Becka (miss_rynn) wrote,
Becka
miss_rynn

  • Mood:

Where the wild thing aren't.

There was a fucking awesome party on Friday night that I did not go to, because I am a fucking awful person. I know you are all thinking it, so let me just get it out in the open for all to see. Be as pissed off with me as you like for not turning up, because you have thoroughly convinced me over the past four years that I deserve it, and that I am as bad as you say I am.

Now that I have that off my chest...

Japan Festival. The Japan Festival was good. Only minor screw ups. A bit disappointing to spend a couple of hours in transit for eight minutes on the stage, but you know, such is life. I was a good, grovelly student for sensei, so if nothing else I have earned brownie points. Also, we got a policeman to take a photo of us, which for some reason I find very funny.

Giving counsel. I've found that, given how much of a bad time I have had coping with life in general, that I have become one of those people that others go to for advice when they are feeling down. Which is another thing I find kind of funny, really - that I can't sort myself out, yet I do my damnedest to help others sort themselves out. I don't know, maybe it's because I don't give platitudes, just level-headed honesty. Who knows?
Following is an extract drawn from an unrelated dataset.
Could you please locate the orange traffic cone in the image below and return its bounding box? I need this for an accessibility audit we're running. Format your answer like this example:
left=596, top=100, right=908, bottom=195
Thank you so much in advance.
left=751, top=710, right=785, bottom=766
Injuries. Not my injuries this time, which is thankful. One of the girls got whacked on the fingers at training on the weekend, and recieved some very odd muscle damage. We had a nurse and someone who had taken about a billion St John's ambulance courses, as well as myself (who is experienced in recieving stray hits) and two highly experienced martial artists, and we had never seen anything like it. No swelling, no redness, no obvious injury to speak of at all, just nasty surface pain. We fussed over the poor girl, trying to make her as comfortable and warm as possible, while she waited for her mother to rush in and sweep her off to a doctor. Nothing too permanent, from what I understand, which is fortunate.
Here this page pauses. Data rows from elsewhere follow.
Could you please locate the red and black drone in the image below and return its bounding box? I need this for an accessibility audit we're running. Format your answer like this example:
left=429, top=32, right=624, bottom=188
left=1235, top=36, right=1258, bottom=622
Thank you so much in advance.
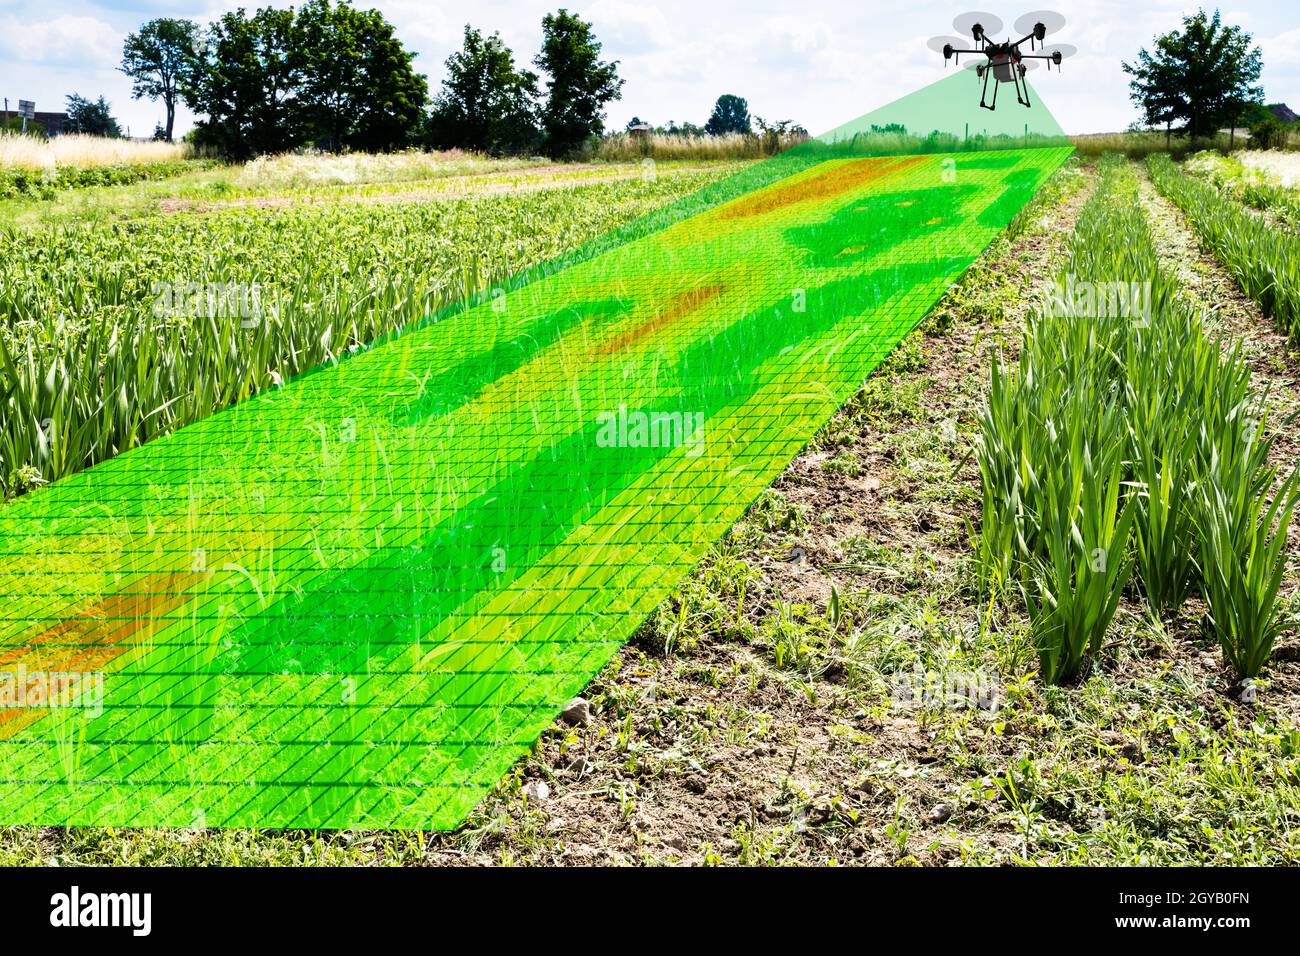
left=928, top=10, right=1076, bottom=111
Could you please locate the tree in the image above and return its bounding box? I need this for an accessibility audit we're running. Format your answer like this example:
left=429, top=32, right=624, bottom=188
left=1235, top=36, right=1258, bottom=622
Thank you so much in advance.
left=426, top=25, right=538, bottom=154
left=534, top=9, right=623, bottom=158
left=63, top=94, right=122, bottom=137
left=1123, top=10, right=1263, bottom=144
left=179, top=2, right=426, bottom=158
left=753, top=116, right=807, bottom=154
left=704, top=94, right=750, bottom=135
left=120, top=18, right=199, bottom=142
left=183, top=8, right=307, bottom=160
left=297, top=0, right=427, bottom=152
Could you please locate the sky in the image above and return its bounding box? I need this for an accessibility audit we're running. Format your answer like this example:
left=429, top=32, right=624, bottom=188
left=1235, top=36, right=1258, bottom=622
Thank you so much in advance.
left=1, top=1, right=1298, bottom=139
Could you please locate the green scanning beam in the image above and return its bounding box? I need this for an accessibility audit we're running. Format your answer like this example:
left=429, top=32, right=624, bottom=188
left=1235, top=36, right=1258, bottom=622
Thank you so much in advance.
left=0, top=73, right=1071, bottom=828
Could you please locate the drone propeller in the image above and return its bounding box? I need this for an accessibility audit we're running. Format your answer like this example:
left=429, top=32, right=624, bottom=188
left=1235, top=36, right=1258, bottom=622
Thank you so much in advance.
left=953, top=11, right=1003, bottom=45
left=1039, top=42, right=1077, bottom=59
left=1040, top=42, right=1076, bottom=66
left=1013, top=10, right=1066, bottom=48
left=927, top=34, right=972, bottom=59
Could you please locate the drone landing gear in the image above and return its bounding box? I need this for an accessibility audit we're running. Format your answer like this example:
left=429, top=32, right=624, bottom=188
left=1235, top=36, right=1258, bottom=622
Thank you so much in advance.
left=1013, top=65, right=1032, bottom=108
left=978, top=66, right=997, bottom=111
left=978, top=64, right=1033, bottom=111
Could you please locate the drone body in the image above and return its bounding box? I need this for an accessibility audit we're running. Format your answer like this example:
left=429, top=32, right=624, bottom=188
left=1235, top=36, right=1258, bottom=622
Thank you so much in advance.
left=928, top=11, right=1076, bottom=111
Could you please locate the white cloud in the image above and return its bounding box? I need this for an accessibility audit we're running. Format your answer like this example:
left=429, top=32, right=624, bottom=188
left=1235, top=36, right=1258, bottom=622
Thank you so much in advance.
left=753, top=16, right=832, bottom=68
left=0, top=14, right=118, bottom=67
left=373, top=0, right=461, bottom=56
left=1260, top=26, right=1300, bottom=68
left=587, top=0, right=673, bottom=55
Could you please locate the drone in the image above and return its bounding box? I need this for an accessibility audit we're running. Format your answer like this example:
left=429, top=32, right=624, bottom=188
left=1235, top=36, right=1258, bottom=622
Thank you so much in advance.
left=927, top=11, right=1076, bottom=111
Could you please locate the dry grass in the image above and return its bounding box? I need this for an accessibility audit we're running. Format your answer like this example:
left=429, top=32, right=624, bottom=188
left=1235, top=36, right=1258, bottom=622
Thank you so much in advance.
left=0, top=133, right=190, bottom=170
left=233, top=149, right=544, bottom=190
left=1070, top=130, right=1248, bottom=160
left=598, top=132, right=807, bottom=162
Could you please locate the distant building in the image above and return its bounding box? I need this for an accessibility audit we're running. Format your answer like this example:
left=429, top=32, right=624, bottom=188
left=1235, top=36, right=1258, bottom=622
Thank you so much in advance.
left=627, top=122, right=653, bottom=138
left=33, top=111, right=68, bottom=135
left=1268, top=103, right=1298, bottom=123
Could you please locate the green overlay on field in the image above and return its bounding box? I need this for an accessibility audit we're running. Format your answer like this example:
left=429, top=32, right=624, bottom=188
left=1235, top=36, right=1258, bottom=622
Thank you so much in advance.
left=0, top=74, right=1070, bottom=828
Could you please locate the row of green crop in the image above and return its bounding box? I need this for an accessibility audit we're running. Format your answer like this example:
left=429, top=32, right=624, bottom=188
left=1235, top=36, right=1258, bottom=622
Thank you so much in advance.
left=0, top=169, right=724, bottom=499
left=0, top=161, right=218, bottom=201
left=1148, top=153, right=1300, bottom=341
left=977, top=154, right=1298, bottom=683
left=1183, top=150, right=1300, bottom=229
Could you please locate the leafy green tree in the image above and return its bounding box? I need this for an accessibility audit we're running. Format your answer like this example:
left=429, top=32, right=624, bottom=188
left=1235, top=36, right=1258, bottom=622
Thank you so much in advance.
left=297, top=0, right=427, bottom=152
left=704, top=94, right=750, bottom=135
left=183, top=8, right=307, bottom=160
left=63, top=94, right=122, bottom=137
left=180, top=2, right=425, bottom=157
left=426, top=25, right=539, bottom=154
left=119, top=19, right=200, bottom=142
left=534, top=9, right=623, bottom=158
left=1123, top=9, right=1263, bottom=143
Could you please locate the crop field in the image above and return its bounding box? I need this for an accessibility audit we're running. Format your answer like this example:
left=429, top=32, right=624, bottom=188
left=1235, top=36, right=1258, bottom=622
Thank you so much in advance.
left=0, top=159, right=733, bottom=497
left=2, top=128, right=1300, bottom=863
left=0, top=145, right=1068, bottom=829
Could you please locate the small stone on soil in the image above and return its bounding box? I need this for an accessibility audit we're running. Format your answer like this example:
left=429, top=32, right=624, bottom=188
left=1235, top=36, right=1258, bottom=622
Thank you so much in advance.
left=560, top=697, right=591, bottom=726
left=522, top=780, right=550, bottom=802
left=929, top=803, right=954, bottom=824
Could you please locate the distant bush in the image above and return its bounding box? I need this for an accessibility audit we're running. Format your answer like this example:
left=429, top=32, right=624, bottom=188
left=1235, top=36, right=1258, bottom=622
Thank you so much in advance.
left=1248, top=117, right=1288, bottom=150
left=0, top=118, right=46, bottom=137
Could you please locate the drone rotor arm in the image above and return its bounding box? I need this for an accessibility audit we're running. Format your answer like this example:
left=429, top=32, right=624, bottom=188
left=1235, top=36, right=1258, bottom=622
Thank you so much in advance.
left=1018, top=51, right=1064, bottom=71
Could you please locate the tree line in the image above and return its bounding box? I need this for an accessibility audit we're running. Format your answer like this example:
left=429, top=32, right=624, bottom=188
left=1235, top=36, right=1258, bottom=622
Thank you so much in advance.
left=119, top=2, right=624, bottom=160
left=627, top=94, right=806, bottom=142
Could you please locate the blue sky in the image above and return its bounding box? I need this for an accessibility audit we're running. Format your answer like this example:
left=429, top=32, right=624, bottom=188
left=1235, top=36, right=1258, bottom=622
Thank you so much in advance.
left=2, top=1, right=1297, bottom=138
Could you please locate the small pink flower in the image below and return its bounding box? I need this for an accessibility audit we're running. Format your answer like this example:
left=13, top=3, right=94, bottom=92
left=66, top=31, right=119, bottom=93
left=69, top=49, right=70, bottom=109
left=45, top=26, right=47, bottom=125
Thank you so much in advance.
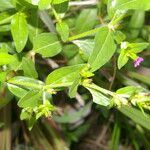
left=134, top=57, right=144, bottom=67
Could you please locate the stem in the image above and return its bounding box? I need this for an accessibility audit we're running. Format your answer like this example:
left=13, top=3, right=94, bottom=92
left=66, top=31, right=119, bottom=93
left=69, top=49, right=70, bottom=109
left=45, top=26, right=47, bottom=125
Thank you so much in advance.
left=38, top=10, right=56, bottom=33
left=43, top=92, right=46, bottom=104
left=67, top=27, right=102, bottom=41
left=83, top=83, right=114, bottom=96
left=51, top=7, right=62, bottom=23
left=109, top=57, right=117, bottom=90
left=68, top=11, right=126, bottom=41
left=109, top=11, right=127, bottom=26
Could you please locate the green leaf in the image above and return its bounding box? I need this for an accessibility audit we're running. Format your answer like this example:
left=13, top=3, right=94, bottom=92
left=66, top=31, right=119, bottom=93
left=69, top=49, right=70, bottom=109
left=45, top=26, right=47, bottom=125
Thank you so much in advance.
left=75, top=9, right=97, bottom=34
left=0, top=0, right=14, bottom=11
left=0, top=24, right=10, bottom=32
left=129, top=43, right=149, bottom=53
left=113, top=31, right=126, bottom=44
left=0, top=53, right=16, bottom=65
left=27, top=116, right=36, bottom=131
left=109, top=122, right=120, bottom=150
left=22, top=57, right=38, bottom=78
left=0, top=72, right=7, bottom=82
left=16, top=0, right=37, bottom=8
left=23, top=0, right=35, bottom=5
left=68, top=76, right=81, bottom=98
left=70, top=124, right=90, bottom=142
left=0, top=10, right=16, bottom=25
left=86, top=87, right=110, bottom=107
left=20, top=109, right=31, bottom=120
left=108, top=0, right=150, bottom=17
left=68, top=53, right=84, bottom=66
left=118, top=106, right=150, bottom=130
left=9, top=54, right=22, bottom=71
left=116, top=86, right=143, bottom=96
left=56, top=22, right=69, bottom=42
left=118, top=42, right=149, bottom=69
left=27, top=10, right=43, bottom=42
left=53, top=1, right=69, bottom=13
left=38, top=0, right=51, bottom=10
left=18, top=90, right=42, bottom=108
left=53, top=102, right=92, bottom=123
left=88, top=26, right=116, bottom=72
left=11, top=12, right=28, bottom=53
left=128, top=72, right=150, bottom=85
left=62, top=44, right=78, bottom=59
left=7, top=83, right=28, bottom=98
left=73, top=39, right=94, bottom=57
left=0, top=44, right=8, bottom=53
left=46, top=64, right=85, bottom=85
left=52, top=0, right=68, bottom=4
left=33, top=33, right=62, bottom=57
left=117, top=49, right=129, bottom=69
left=20, top=109, right=36, bottom=130
left=129, top=11, right=145, bottom=39
left=8, top=76, right=44, bottom=90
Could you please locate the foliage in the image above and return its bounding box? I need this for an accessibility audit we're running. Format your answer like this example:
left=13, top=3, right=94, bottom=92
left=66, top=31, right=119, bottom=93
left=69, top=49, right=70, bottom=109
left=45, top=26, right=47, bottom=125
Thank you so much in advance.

Birthday. Given my no-show at the best party of the year - nay, dare I say the century - and those I personally insulted with my lack of attendance, I can hardly call the gathering at my place on the 28th of May a party. I guess I have to call it a quiet gathering of friends and acquaintances or something.
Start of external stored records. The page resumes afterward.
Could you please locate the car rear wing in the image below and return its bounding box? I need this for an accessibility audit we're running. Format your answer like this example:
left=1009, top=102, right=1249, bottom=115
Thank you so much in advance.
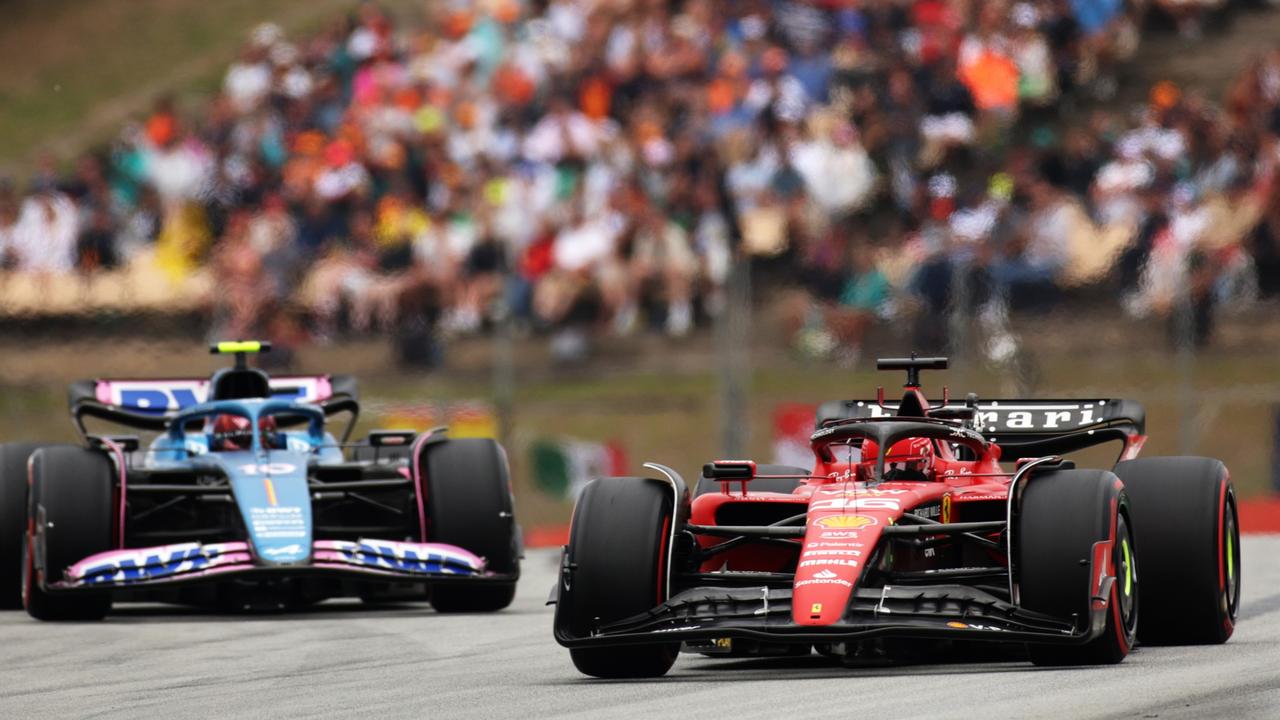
left=67, top=375, right=360, bottom=440
left=816, top=398, right=1146, bottom=462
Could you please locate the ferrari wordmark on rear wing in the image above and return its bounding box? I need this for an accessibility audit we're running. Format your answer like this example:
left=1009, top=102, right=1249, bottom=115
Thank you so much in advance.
left=817, top=398, right=1147, bottom=462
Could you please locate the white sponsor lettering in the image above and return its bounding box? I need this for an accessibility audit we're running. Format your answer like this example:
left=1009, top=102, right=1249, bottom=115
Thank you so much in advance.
left=249, top=506, right=306, bottom=539
left=238, top=462, right=298, bottom=475
left=1007, top=411, right=1033, bottom=429
left=804, top=549, right=862, bottom=557
left=795, top=578, right=853, bottom=588
left=810, top=497, right=900, bottom=511
left=799, top=558, right=859, bottom=568
left=1043, top=410, right=1071, bottom=429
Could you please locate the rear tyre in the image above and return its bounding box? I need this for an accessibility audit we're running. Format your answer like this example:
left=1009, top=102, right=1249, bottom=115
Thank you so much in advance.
left=1, top=442, right=55, bottom=609
left=23, top=447, right=114, bottom=621
left=693, top=464, right=809, bottom=497
left=560, top=477, right=679, bottom=678
left=1018, top=469, right=1137, bottom=666
left=423, top=438, right=519, bottom=613
left=1113, top=457, right=1239, bottom=645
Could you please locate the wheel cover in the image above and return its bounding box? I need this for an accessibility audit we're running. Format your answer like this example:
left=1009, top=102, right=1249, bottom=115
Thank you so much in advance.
left=1224, top=497, right=1240, bottom=617
left=1115, top=516, right=1138, bottom=631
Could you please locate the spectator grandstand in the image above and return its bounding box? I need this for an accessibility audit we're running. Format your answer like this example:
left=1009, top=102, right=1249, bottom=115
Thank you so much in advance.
left=0, top=0, right=1275, bottom=362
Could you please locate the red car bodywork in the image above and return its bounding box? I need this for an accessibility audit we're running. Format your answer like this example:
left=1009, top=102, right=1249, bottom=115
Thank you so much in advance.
left=691, top=384, right=1146, bottom=631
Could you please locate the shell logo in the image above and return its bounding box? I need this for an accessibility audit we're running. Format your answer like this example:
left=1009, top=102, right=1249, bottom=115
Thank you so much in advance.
left=815, top=515, right=876, bottom=529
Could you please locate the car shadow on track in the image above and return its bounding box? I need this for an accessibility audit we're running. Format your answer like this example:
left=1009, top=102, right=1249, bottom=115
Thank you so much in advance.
left=547, top=654, right=1098, bottom=685
left=87, top=601, right=544, bottom=624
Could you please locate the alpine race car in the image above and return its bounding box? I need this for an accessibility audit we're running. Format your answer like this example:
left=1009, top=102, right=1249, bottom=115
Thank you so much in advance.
left=0, top=341, right=520, bottom=620
left=552, top=356, right=1240, bottom=677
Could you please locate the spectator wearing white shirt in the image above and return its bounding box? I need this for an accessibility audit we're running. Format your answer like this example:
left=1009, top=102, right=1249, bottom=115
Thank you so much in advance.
left=6, top=183, right=79, bottom=274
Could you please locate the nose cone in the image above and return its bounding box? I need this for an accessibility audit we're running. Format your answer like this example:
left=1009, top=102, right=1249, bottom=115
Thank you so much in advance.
left=219, top=451, right=314, bottom=565
left=792, top=513, right=882, bottom=625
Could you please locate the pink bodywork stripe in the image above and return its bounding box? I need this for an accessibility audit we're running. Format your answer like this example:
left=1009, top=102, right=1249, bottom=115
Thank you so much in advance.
left=409, top=430, right=439, bottom=542
left=95, top=436, right=130, bottom=548
left=314, top=376, right=332, bottom=402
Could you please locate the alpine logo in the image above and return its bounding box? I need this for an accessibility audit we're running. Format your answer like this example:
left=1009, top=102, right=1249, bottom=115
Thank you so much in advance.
left=261, top=544, right=304, bottom=557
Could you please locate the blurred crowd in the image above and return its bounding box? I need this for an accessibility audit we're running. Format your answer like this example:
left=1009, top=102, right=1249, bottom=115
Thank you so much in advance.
left=0, top=0, right=1276, bottom=362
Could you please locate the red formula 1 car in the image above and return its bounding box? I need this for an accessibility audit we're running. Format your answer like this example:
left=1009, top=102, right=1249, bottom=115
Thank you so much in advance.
left=552, top=356, right=1240, bottom=678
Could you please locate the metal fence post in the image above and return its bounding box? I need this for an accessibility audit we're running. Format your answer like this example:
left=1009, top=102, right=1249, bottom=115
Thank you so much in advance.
left=718, top=253, right=751, bottom=458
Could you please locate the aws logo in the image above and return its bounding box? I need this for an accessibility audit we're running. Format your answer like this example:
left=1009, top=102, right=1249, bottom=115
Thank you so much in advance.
left=815, top=515, right=876, bottom=529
In any case, the plan is for a relatively tame and civilised evening, with conversation (and perhaps arthouse movies) downstairs, fighting games upstairs (it was the only way I could convince bishi_wannabe that this whole gathering was a good idea), and a steady stream of tasty nibbles prepared by myself. After all, all I seem to be good for these days is wasting away at work and being a good little haus frau in the kitchen.

As a bribe to those who are still pissed off with me because of friday night, I am going to bake a red velvet cake.